How to create a liability waiver form online

How to create a liability waiver form online

by Bohdan Khodakivskyi
March 19, 2026
12 min read

Every gym, climbing wall, kayak rental, and bounce house operator knows the drill. Before anyone participates, they sign a waiver. The problem is that paper waivers are terrible at their job. They get coffee-stained, shoved into filing cabinets, and lost during office moves. When you actually need one, good luck finding it.

A liability waiver form online fixes most of these problems. Digital waivers are searchable, timestamped, stored automatically, and accessible from anywhere. Participants can sign on their phone before they even show up. And if a dispute arises six months later, you’re not digging through a cardboard box to find the right piece of paper.

This guide walks through how to build a digital waiver form that covers the right bases, looks professional, and gets signed without friction.

Important disclaimer: This article is for informational purposes only. It is not legal advice. Liability waivers have real legal consequences, and the enforceability of any waiver depends on your jurisdiction, your specific activity, and how the waiver is written. Always consult a qualified attorney before using a waiver form in your business.
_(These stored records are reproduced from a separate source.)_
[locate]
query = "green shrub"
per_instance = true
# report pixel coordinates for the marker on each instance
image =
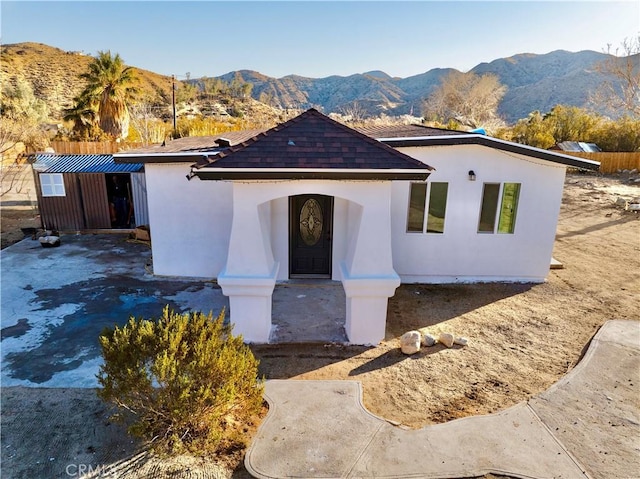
(189, 383)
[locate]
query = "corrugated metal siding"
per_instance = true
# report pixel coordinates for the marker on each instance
(139, 193)
(62, 212)
(94, 199)
(85, 164)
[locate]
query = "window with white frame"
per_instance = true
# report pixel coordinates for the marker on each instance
(429, 198)
(499, 202)
(52, 184)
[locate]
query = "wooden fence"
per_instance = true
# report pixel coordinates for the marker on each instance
(611, 162)
(91, 147)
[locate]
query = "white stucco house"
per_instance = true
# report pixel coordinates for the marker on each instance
(313, 198)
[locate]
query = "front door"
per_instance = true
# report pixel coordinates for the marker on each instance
(310, 226)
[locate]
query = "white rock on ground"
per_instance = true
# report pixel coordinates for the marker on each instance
(428, 340)
(410, 342)
(446, 339)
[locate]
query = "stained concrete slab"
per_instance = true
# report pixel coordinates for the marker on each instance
(318, 429)
(56, 301)
(309, 311)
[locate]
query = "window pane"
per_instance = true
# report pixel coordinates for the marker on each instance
(47, 190)
(489, 207)
(437, 207)
(417, 197)
(52, 184)
(509, 207)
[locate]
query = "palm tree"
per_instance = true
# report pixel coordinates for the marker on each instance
(111, 85)
(84, 116)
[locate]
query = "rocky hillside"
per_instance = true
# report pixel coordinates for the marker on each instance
(535, 82)
(54, 74)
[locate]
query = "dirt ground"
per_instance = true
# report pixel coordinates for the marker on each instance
(522, 339)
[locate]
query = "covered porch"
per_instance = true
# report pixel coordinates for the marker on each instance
(311, 199)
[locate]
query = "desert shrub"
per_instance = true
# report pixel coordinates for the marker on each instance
(188, 384)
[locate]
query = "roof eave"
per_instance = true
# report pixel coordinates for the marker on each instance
(162, 157)
(328, 174)
(510, 147)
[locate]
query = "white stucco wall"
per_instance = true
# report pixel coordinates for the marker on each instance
(462, 254)
(190, 221)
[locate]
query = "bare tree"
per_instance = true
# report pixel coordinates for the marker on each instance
(353, 113)
(469, 99)
(622, 93)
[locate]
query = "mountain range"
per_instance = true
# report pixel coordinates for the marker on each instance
(534, 82)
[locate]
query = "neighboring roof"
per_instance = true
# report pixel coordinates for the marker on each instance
(475, 139)
(83, 164)
(311, 145)
(403, 131)
(188, 148)
(577, 146)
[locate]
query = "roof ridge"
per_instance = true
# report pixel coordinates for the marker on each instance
(311, 112)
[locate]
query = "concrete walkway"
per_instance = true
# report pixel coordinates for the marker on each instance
(587, 425)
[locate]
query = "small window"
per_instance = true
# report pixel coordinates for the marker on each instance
(52, 184)
(435, 207)
(417, 197)
(509, 207)
(506, 215)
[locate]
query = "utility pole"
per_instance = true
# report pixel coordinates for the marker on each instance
(173, 90)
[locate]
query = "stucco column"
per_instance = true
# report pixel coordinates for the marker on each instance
(368, 276)
(367, 300)
(249, 276)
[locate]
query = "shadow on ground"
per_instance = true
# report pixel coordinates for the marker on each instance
(416, 306)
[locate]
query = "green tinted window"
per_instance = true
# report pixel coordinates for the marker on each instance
(417, 197)
(509, 207)
(437, 207)
(489, 207)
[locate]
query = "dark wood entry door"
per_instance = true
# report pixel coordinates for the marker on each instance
(310, 227)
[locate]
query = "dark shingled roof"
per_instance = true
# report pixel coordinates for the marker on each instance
(312, 142)
(184, 146)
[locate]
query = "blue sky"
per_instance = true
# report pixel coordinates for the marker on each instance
(317, 38)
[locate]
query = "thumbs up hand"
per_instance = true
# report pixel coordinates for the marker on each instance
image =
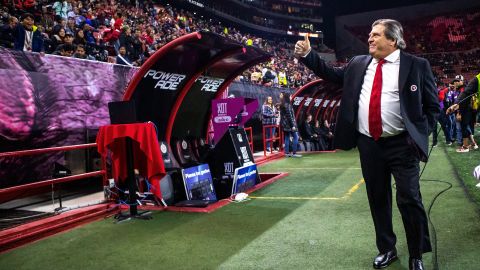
(302, 47)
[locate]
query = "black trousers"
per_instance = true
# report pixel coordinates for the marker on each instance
(380, 160)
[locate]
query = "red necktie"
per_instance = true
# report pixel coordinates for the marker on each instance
(374, 110)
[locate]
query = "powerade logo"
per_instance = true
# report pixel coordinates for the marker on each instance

Who needs a liability waiver form

Waivers aren’t just for extreme sports. Any business or organization where participants face physical risk, property damage, or potential injury should consider one. That includes:

  • Gyms, fitness studios, and personal trainers
  • Adventure and outdoor recreation (zip lines, rock climbing, white water rafting)
  • Event organizers (5K runs, obstacle courses, festivals)
  • Contractors and tradespeople working on client property
  • Rental businesses (equipment, vehicles, boats)
  • Youth programs, camps, and field trips
  • Spas, salons, and wellness practitioners offering new treatments

The common thread is risk. If someone could get hurt, damage property, or have an adverse reaction during your activity, a release of liability form online gives you a documented record that they understood and accepted those risks before participating.

What makes a waiver legally valid

Not every piece of paper (or web form) with “I agree” at the bottom holds up in court. Enforceability varies by state and country, but courts generally look for a few things when deciding whether a waiver is valid.

Clear and specific language

Vague waivers get thrown out. The document needs to clearly state what risks the participant is accepting and what rights they’re giving up. “I waive all claims” is too broad. “I acknowledge that rock climbing involves risk of falls, equipment failure, and physical injury, and I voluntarily assume these risks” is specific enough for a court to take seriously.

Plain language matters here. A waiver written entirely in dense legalese may actually work against you, because a court could argue the signer didn’t truly understand what they agreed to. The American Bar Association has noted that clarity and conspicuousness are key factors in enforceability.

The person signing must do so voluntarily and with a reasonable understanding of what they’re agreeing to. This means no hiding the waiver in fine print, no pressuring someone to sign on the spot without reading it, and no burying critical terms deep in a wall of text.

Sending a digital waiver form ahead of time actually helps here. When someone fills it out at home the night before their kayak trip, it’s harder to argue they were rushed or pressured.

Proper identification

The waiver needs to clearly identify who is signing, what activity or service it covers, and who is being released from liability (your business, its employees, its contractors, etc.). For minors, a parent or legal guardian must sign.

Consideration

In contract law, “consideration” means both parties get something. The participant gets to do the activity; your business gets protection from certain claims. This is usually straightforward, but the waiver should reference the activity or service being provided.

Not unconscionable

Courts can void waivers that are grossly unfair. A waiver that tries to release you from liability for intentional harm or gross negligence will almost certainly fail. Stick to inherent risks of the activity, not blanket immunity for everything.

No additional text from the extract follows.